- Education: San Diego State University
- Occupation: Make-up artist
- Awards: 2009 Academy Award for Best Makeup and Hairstyling

= Mindy Hall =

Mindy Hall is a makeup artist who has worked on films such as Teenage Mutant Ninja Turtles (2014) and Wall Street: Money Never Sleeps (2010). She also worked on Star Trek (2009), where she was involved in the redesign work on the Romulan race. For her work on that film, she won an Academy Award for Best Makeup.

==Career==
Hall decided to pursue a career in Hollywood makeup at the age of 17. She attended San Diego State University, but she dropped out and instead joined the apprenticeship programme for makeup at the San Francisco Opera. Following her completion of the course, she worked with several regional opera companies to do makeup as well as hairstyling and wig construction.

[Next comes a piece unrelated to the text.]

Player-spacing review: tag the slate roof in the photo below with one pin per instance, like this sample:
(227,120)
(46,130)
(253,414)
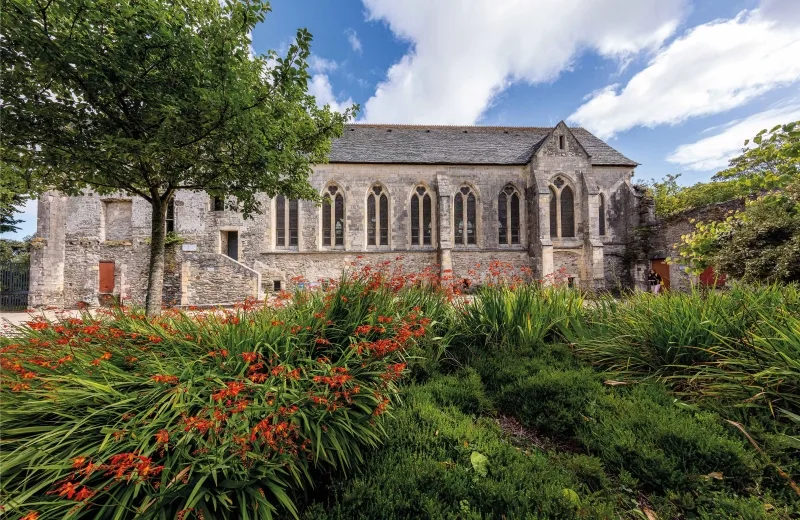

Mindy is co-author with Gretchen Davis of The Makeup Artist Handbook published by Focal Press. She worked on a number of films, including Teenage Mutant Ninja Turtles, P.S. I Love You and Wall Street: Money Never Sleeps. As part of her work on 2009's Star Trek, she was involved in the redesign of the Romulan race seen in the film. She was the department head of makeup on the film, where she led a team of over forty makeup artists as well as Joel Harlow and Barney Burman who designed the aliens seen in the movie.

===Awards===
The make-up team working on Star Trek won an Oscar at the 82nd Academy Awards. It was the trio's first nomination and was the first Oscar to have been awarded to any film in the franchise. They repeated their success at the 36th Saturn Awards, even though the event was dominated by the success of James Cameron's Avatar. In 2011, she was nominated for an Emmy Award for outstanding makeup, mini-series or movies as the head of the team that worked on the HBO television series Cinema Verite.